MS TUCKER (10.56): I move:

That this Assembly calls on the Chief Minister to write on its behalf to the Premier of New South Wales, the Honourable Bob Carr, requesting that the Regional Forest Agreement for the South Coast:

(1) protects the 15 community reserve proposals developed by the South East Forest Alliance;

(2) supports the development of a local wood products industry based on plantation forests; and

(3) excludes woodchipping of non-plantation forests.

This motion about the south coast forests is of great importance to the people of the ACT. I realise that I may not see that view supported in this place. I am raising this matter here because it is of concern to me that we do not in practice see this place acknowledge the fact that we are part of a bio-region.
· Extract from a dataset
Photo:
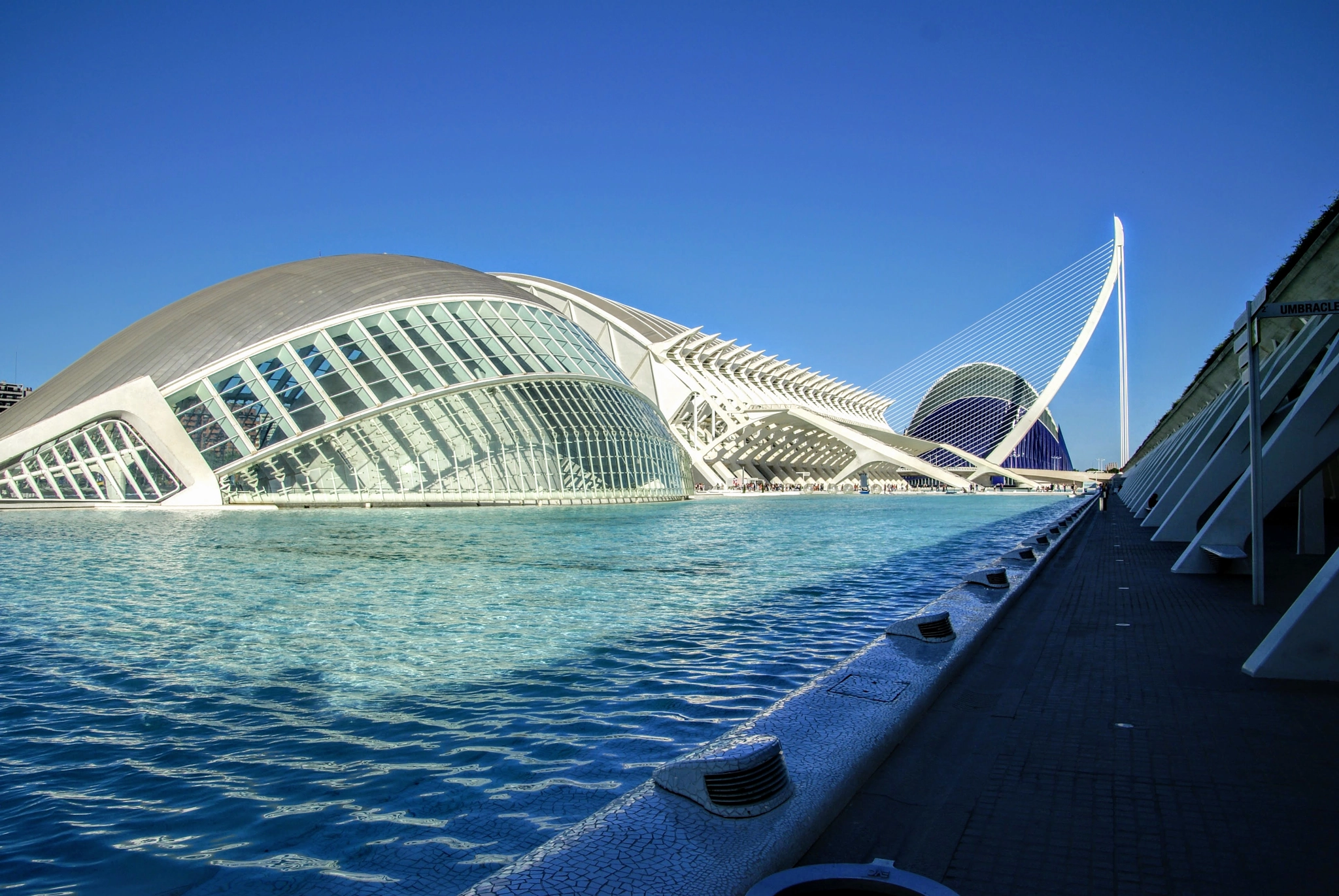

Acknowledgment is there in rhetoric, but in practice it is way in the background. We know that this issue is of great interest to many residents of the ACT. I hope that it will be of interest to other members of the Assembly when they listen to the statements I am going to make right now and also the statements that, hopefully, will come.

Decisions will soon be made that are of significance to the forests, waterways and coastal areas of the region surrounding Canberra. Under the regional forest agreement process, the new South Wales and Commonwealth governments are about to decide the future of the forest estate, and the forest industry that uses it, in an area from the coast between Nowra and Narooma west to and beyond the Snowy Mountains. This decision will dictate which forests will be protected as national parks, which forests will be logged or woodchipped and how the logging industry, including employment, will be structured.

Every regional forest agreement, or RFA, completed so far in the country, apart from Queensland, has been a failure in the eyes of the public. Witness the community outrage after the recent Western Australian RFA. Purporting to protect environmental values through a comprehensive, adequate and representative reserve system, and to create a sustainable logging industry with resource security for timber mills, the RFAs have continually failed to provide a sound and visionary plan for a timber industry of the future or to protect the environment to the standards of even the national forest policy statement signed by the federal and all state and territory governments.